I think that you also noticed that the good use of the Internet, Social Media, Digital Technology and Free Software have enable collaborative behaviors and trust between strangers. TED, Wikipedia, Coushsurfing ... are some example among tons of other.
We now have the ability to share and improve together all kind of knowledge without money. What do you think ? Will the Internet, Social Media and Digital Technology destroy the value of money?













Barry Palmer 50+
I think we will one day reach this level of wealth. Right now, we are going through a period of extreme economic inequality. We are also reaching new records of philanthropy. I read an article today that said that Warren Buffet will be giving away more than 99% of his fortune. Along with traditional philanthropy, consider how much is being invested in companies and projects that will benefit everyone.
We are generating huge amounts of wealth, very efficiently. Eventually (probably take a few centuries), this wealth will be spread around to everyone because an individual needs only so much wealth to live comfortably. We are only a few generations away from a time in which almost everyone was desperate to get out of poverty. As we get more distant from those desperate times, conspicuous consumption will seem childish. People might still pursue wealth, but it will serve only as the score of the economic competition. Eventually, the wealth will be shared because the alternative is boring and uncultivated. Note that I am not suggesting that selfishness will go away. I am suggesting that there is a limit to how much you can spend satisfying your selfish desires. Also, that social pressures will eventually lead to more sharing.
"Will the Internet, Social Media and Digital Technology destroy the value of money?"

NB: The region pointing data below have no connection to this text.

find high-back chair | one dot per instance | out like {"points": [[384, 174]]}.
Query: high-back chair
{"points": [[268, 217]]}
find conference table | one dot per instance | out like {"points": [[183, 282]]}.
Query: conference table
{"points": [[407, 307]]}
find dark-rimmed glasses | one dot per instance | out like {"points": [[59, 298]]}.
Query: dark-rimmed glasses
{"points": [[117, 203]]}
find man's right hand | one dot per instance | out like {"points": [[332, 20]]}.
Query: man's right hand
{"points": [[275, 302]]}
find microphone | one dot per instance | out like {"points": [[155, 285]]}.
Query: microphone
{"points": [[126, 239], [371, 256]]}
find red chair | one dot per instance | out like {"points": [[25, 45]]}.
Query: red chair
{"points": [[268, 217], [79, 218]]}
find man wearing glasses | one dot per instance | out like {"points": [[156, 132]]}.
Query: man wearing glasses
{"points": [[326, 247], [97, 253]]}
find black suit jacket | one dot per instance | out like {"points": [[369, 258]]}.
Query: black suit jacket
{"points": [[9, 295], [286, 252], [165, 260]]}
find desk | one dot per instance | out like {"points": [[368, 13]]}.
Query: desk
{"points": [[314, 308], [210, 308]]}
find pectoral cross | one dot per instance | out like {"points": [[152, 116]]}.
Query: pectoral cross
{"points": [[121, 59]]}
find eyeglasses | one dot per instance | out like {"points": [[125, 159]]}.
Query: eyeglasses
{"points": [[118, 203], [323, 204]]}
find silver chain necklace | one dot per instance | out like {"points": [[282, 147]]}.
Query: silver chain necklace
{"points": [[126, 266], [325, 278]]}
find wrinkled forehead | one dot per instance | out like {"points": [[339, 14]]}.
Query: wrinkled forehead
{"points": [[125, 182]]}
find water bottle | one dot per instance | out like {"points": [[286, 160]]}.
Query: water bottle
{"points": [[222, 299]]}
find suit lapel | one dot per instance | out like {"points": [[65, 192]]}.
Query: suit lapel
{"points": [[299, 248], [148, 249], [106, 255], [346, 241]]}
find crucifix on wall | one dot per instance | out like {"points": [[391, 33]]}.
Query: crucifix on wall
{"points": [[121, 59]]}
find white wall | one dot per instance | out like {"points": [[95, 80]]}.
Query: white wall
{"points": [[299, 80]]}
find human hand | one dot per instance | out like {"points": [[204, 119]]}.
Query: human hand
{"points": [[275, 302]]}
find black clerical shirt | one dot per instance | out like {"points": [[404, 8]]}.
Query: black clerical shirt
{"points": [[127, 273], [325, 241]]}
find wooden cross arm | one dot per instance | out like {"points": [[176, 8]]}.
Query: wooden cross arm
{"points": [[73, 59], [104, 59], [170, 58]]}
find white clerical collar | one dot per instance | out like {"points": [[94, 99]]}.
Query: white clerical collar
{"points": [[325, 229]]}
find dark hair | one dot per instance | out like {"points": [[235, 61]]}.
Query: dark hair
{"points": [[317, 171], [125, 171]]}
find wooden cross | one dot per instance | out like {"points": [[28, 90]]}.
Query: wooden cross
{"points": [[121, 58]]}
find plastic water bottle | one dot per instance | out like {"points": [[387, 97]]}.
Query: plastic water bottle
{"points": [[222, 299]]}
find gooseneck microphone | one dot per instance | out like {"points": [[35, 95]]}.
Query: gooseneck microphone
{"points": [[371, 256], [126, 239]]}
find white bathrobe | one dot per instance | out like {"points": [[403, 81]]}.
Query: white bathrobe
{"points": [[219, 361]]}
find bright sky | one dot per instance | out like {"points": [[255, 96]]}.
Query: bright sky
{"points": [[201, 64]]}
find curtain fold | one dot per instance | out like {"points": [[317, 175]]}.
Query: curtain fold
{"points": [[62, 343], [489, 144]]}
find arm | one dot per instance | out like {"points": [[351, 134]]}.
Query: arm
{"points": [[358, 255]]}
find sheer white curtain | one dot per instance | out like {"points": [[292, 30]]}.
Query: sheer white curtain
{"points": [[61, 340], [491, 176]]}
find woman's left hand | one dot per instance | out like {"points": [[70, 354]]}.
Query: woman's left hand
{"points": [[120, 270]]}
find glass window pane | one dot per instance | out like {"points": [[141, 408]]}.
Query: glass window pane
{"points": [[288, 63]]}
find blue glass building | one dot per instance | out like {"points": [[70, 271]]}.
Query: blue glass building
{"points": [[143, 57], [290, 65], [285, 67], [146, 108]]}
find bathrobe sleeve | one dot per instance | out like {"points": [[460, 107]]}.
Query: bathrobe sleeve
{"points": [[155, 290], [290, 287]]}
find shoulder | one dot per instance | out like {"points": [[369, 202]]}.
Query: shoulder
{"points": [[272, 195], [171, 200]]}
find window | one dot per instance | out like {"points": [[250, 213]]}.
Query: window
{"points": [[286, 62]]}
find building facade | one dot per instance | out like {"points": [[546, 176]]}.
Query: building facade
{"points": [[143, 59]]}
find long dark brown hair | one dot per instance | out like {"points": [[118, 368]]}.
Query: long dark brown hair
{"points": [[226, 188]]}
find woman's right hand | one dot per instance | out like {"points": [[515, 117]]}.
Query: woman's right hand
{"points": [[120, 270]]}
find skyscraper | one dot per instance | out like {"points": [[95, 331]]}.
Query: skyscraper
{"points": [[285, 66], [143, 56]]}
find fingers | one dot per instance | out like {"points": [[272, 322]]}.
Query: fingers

Only indirectly, by making a significant contribution toward a wealthier world, and by helping everyone realize that money does not measure happiness.
George Garcia 20+
But all of it is based on the fundamental principals of supply and demand - it all first assumes that there is some "thing" that is not readily available, that must be produced or provided by a person or organization that exhibits the means to do so. The more more scarce the thing is, or the more difficult it is to produce, the higher the value.
The most obvious examples can be found when looking at things that everyone needs, but don't have to pay for (yet, anyways). Air...sunlight.. these commodities have high intrinsic demand, but they are so abundant that no market exists for them to monetize on. A person's access to air exists regardless of their (nonphysical) means. Thus, it can be said that anything that can be sustained at abundance, and becomes ubiquitous, inherently diminishes the value (and ultimately the need) for money in that area.
And while this might sound like a positive, Project Venus type pitch for an abundant future where everyone simply has access to everything, it's not.
All that actually happens is that the need for currency shifts to the next concept. If I no longer have to pay for digital music, I will still retain my desire to see my favorite bands in person, and that requires occupying a seat at a stadium somewhere that is limited by capacity, and run by a proprietor who employs individuals to maintain it, and provide other services (food, drink, security)
The other point to remember is that even in entirely virtual spaces, human beings retain their need to be compensated in "some way" for their participation. This is why online spaces - even games - all operate with some kind of virtual currency or reward system.
We do things to get things, simple as.